Non-Virally Engineered Polyclonal γδ T Cells as a Platform for Allogeneic Cancer Therapy
Introduction: γδ T cells are a subset of lymphocytes that recognize non-peptide antigens via canonical γδ T cell receptors (TCRs). Due to their diverse functionality and MHC-independent cytolytic activity, γδ T cells have garnered enthusiasm as a potential allogeneic immunotherapy. However, their heterogeneity and infrequency within peripheral blood, combined with inefficient genetic engineering and expansion of populations bearing polyclonal γδ TCR repertoires, has limited their clinical application. Here we implement a novel procedure for the large-scale production of polyclonal, non-virally engineered CAR-γδ T cells possessing potent anti-cancer activity. In vivo tracking of CAR-γδ T cells reveals selective persistence of specific γδ T cell subsets correlating with therapeutic efficacy, providing opportunities to further refine the composition of γδ T cell products.
Methods: Primary human γδ T cells were isolated from peripheral blood via immunomagnetic separation, then stimulated using plate-bound pan-γδ TCR and soluble CD28 antibodies. Non-viral transposon-based integration of a CD19 chimeric antigen receptor (CAR) construct was employed to direct intrinsic cytolytic activity against target cancer cells in vitro and in vivo. Candidate genes linked to γδ T cell inhibition, including CISH, PD1, and Fas, were inactivated at the genetic level using highly efficient Cas9 adenosine base editor (ABE). Cytotoxicity against tumor lines was first confirmed through in vitro serial killing assays, then evaluated in vivo using NSG mice challenged with Burkitt’s Lymphoma.
Results: Antibody-stimulated γδ T cell populations yielded >10,000 fold expansion by day 22, and maintained greater TCR diversity than populations derived from zoledronate-based expansion methods. γδ T cells were also amenable to highly efficient ABE-mediated triple gene knockout (>90%) without negatively impacting concurrent transposon-mediated CAR integration (>45%). CAR-γδ T cells exhibited potent in vitro anti-cancer activity in serial killing assays, and significantly extended mouse survival relative to PBS controls in vivo (22±1 vs 47±11 days; p < 0.0001). Peripheral Vδ1+ γδ T cells were enriched over time in treated mice, and exhibited increased persistence when engineered to secrete IL15. Vδ1+ γδ T cell persistence also significantly correlated with survival in IL15-expressing groups. Strikingly, a distinct population of αβ TCR-Vδ1-Vδ2- cells representing <7% of injected γδ T cells predominated at endpoint in non-IL15-expressing groups.
Conclusions: High cytolytic activity, potent effector function, and lack of alloreactivity make γδ T cells a prime candidate for use as an off-the-shelf cancer therapeutic.
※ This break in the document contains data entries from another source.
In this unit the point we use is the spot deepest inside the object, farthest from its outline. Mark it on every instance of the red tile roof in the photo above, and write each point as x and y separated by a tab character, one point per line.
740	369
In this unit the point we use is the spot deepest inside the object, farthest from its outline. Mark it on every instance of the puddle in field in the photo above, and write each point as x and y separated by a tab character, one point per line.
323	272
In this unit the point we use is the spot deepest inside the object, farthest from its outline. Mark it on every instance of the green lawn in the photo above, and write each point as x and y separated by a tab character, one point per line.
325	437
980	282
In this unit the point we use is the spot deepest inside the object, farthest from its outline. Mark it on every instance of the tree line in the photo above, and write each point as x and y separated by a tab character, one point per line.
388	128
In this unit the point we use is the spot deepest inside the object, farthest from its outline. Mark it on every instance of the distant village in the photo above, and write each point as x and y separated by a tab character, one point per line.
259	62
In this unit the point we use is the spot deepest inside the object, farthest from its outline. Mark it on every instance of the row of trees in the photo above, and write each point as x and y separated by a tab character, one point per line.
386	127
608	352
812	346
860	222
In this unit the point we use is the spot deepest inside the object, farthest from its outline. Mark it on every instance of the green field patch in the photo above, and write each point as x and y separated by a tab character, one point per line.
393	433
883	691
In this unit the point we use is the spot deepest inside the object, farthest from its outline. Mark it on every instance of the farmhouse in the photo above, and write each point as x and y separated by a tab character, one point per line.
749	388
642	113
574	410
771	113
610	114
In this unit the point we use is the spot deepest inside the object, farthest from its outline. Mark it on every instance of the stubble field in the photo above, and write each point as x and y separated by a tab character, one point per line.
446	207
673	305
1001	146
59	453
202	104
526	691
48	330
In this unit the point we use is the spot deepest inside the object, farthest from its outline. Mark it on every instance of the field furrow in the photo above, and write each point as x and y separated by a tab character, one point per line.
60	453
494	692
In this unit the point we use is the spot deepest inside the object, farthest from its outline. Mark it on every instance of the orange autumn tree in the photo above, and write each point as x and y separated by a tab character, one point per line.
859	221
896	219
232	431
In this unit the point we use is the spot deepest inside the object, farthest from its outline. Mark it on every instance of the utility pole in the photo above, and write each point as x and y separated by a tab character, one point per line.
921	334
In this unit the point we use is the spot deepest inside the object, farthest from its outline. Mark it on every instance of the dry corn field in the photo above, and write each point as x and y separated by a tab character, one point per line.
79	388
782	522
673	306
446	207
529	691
We developed a scalable, clinically-relevant method to expand non-virally engineered human γδ T cells with enhanced cytolytic activity. γδ T cell populations generated using this method achieved >10,000-fold expansion across a 22 day manufacturing process, and, when engineered with a CD19 CAR, displayed highly-efficient killing against tumor lines in vitro and in vivo. Our polyclonal approach supports improved characterization of discrete γδ T cell populations in vivo, informing the development of targeted immunotherapies against diverse subsets of cancer. Ongoing experiments are being conducted to screen for γδ TCRs with the highest reactivity in vivo, and to investigate the αβ TCR-Vδ1-Vδ2- cells identified at endpoint. Updated results from these studies will be presented.